I subscribe to the same opinion that
does: JB4s and other so-called 'piggyback' tunes are a relatively easy way to coax more power out of an engine -- but that ease is at both the significant risk and the sacrifice of a number of things that you absolutely cannot control without significant additional expense (and you may as well get an ECU tune at that point of expense).
The point he made about BMWs is a fantastic one. It literally took years
for large aftermarket shops to crack the ECU on BMW's Nxx engines, particularly the N55. That, as well as relative cost, is why piggyback modules became popular for BMWs.
However, for our cars, the ECU was cracked first, then
piggyback modules became available.
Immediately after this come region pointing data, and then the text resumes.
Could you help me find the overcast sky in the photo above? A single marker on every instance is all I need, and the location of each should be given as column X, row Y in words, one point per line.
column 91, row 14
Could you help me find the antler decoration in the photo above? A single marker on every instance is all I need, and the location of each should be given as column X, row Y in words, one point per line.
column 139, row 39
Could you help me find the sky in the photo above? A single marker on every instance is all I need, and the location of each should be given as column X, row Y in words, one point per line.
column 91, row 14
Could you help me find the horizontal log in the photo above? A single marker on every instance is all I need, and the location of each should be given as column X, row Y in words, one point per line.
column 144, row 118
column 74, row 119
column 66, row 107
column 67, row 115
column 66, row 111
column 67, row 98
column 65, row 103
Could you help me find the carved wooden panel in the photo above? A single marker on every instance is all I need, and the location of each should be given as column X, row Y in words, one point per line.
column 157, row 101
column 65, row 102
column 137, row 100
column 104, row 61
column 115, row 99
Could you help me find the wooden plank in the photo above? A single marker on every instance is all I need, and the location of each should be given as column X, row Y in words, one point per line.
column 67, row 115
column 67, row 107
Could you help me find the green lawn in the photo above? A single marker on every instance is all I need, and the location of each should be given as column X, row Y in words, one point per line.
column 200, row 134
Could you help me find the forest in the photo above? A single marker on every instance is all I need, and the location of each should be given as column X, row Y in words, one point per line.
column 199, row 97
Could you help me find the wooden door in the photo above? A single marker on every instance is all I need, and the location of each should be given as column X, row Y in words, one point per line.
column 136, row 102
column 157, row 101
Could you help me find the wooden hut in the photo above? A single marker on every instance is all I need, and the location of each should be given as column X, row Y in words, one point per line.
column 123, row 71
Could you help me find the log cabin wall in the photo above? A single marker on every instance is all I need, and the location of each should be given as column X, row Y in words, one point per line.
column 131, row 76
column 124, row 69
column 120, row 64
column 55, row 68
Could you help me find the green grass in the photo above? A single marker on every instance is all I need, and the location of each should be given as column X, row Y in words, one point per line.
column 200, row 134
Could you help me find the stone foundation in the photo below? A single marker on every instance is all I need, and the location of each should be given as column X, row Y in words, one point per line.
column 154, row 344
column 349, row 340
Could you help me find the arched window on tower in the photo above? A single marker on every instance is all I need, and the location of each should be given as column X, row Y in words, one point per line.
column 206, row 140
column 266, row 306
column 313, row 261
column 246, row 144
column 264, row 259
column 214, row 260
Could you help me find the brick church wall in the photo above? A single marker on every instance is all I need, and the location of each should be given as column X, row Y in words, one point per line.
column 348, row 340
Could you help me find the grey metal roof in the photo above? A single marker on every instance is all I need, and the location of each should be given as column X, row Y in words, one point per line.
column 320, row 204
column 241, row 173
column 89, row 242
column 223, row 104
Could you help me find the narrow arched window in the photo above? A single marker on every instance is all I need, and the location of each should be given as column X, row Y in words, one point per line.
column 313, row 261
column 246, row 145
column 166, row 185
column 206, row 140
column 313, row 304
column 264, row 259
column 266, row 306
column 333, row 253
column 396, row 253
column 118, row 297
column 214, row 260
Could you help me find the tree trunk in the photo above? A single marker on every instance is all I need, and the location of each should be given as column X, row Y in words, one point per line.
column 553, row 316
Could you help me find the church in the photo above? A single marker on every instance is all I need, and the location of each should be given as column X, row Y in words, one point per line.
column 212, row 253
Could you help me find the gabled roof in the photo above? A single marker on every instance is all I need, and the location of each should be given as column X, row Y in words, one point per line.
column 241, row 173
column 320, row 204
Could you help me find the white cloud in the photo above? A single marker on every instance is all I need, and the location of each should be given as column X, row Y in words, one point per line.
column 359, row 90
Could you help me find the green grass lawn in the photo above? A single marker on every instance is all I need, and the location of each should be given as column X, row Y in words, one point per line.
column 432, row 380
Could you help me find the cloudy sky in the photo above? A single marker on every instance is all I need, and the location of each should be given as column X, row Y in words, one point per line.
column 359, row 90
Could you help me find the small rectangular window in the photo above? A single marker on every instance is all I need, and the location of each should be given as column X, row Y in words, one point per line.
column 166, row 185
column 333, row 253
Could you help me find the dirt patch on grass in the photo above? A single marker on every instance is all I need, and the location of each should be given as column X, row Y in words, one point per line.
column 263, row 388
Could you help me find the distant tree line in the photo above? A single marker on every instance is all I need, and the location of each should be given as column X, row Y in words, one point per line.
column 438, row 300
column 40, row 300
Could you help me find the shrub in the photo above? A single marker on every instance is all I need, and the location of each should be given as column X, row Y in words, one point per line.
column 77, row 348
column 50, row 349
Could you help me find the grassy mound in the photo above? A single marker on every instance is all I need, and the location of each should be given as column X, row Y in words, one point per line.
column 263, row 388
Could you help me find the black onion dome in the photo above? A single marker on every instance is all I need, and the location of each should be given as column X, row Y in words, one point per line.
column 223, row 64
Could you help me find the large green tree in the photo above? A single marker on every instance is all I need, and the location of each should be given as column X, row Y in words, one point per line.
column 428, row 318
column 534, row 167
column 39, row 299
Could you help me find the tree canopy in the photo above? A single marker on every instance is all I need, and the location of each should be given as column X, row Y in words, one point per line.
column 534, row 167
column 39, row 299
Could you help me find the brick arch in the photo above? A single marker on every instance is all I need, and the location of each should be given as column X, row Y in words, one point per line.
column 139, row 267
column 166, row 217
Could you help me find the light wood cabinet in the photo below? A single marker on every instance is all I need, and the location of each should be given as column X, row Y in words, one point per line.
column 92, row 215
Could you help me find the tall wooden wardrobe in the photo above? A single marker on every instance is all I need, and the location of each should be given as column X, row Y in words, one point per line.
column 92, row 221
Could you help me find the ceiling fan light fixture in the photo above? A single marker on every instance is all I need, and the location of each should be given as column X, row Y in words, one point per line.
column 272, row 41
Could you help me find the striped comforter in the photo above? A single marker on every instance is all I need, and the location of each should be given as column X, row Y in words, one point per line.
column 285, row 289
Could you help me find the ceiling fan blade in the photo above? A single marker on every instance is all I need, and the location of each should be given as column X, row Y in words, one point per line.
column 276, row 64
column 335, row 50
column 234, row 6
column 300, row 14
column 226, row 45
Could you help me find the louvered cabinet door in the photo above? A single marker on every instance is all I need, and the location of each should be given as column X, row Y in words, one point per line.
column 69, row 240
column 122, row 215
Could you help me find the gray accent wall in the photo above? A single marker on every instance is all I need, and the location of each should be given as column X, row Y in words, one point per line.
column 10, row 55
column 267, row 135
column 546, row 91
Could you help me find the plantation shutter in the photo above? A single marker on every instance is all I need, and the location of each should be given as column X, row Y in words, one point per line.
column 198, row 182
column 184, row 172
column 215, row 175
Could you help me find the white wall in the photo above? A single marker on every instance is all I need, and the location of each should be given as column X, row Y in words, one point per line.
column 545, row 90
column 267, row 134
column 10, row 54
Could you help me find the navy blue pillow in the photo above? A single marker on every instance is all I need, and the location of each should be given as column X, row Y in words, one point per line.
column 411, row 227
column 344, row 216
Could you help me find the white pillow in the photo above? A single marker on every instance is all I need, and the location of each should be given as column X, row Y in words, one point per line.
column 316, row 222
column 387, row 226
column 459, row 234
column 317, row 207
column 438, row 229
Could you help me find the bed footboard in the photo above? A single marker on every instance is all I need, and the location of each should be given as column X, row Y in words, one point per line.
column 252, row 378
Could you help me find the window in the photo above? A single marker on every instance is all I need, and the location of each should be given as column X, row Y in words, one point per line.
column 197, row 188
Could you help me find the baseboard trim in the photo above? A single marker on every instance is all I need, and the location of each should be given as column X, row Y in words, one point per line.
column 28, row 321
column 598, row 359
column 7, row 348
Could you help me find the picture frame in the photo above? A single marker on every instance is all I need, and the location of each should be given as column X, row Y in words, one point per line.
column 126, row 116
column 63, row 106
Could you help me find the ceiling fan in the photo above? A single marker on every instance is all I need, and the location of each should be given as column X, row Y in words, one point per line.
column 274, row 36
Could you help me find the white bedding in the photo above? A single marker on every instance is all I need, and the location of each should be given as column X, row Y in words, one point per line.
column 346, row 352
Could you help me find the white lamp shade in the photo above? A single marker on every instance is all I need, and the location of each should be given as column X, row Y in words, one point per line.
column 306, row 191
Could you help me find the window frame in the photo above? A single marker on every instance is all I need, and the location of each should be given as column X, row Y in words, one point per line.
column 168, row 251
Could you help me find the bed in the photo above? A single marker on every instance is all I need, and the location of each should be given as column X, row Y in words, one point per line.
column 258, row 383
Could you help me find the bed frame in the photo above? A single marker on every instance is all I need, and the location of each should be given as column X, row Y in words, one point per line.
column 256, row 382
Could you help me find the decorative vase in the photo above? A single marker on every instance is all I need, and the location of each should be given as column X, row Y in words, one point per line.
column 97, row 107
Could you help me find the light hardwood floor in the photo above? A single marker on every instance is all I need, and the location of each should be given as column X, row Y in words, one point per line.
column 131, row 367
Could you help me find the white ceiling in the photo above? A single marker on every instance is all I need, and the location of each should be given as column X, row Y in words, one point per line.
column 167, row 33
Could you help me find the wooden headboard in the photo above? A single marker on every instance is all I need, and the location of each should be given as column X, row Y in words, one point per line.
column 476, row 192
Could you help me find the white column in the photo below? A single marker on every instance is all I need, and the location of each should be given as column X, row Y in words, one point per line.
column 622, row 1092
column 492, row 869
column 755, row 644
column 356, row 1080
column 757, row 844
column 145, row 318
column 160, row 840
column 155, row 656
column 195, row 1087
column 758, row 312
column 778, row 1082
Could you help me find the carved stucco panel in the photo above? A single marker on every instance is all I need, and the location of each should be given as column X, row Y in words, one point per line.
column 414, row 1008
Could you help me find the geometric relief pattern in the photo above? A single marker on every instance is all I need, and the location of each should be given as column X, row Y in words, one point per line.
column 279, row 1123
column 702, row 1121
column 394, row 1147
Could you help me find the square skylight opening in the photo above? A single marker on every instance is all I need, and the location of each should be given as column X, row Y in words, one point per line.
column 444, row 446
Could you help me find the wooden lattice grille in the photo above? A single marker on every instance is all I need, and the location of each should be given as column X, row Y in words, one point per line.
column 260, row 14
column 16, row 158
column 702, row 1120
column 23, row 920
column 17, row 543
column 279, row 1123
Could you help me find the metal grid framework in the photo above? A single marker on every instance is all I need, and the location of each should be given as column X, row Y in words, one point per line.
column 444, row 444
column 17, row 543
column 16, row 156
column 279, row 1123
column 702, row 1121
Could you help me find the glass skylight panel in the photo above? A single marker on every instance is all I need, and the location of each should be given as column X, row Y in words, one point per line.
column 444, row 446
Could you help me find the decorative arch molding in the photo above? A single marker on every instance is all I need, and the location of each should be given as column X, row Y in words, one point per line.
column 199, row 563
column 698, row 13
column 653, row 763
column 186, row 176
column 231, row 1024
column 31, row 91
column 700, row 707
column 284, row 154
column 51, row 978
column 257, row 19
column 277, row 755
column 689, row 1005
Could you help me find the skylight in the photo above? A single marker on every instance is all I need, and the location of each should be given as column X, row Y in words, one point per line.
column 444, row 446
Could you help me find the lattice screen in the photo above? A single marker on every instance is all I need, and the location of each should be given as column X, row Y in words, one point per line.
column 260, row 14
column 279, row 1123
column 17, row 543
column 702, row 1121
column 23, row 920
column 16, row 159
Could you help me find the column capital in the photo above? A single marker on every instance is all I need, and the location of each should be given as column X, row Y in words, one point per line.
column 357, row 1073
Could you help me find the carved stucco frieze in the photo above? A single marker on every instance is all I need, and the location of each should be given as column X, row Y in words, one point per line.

What that tells me is that tuner companies such as Burger (which makes the JB4) believe that there are enough people who can't stomach either/both the cost and relative inconvenience of a true ECU tune to support bringing a piggyback device to market -- ergo, the market force for the product is not extra power: it's cost. IOW, a piggyback is a 'cheap' way to add it on a car that already has a better way available.
So basically, a piggyback device on a Porsche is like listening to a McIntosh audio system through Realistic (Radio Shack) loudspeakers. C'mon. This is a Porsche. Don't cheap out on it.
Also: Because of the way a piggyback module works (it basically fools the existing ECU into delivering more this-and-that), things like your boost gauge, various temperature gauges, and other key ECU monitoring circuits -- basically, anything controlled by CAN-BUS that the JB4 attaches to -- will cease to be accurate. Do you really want to risk that?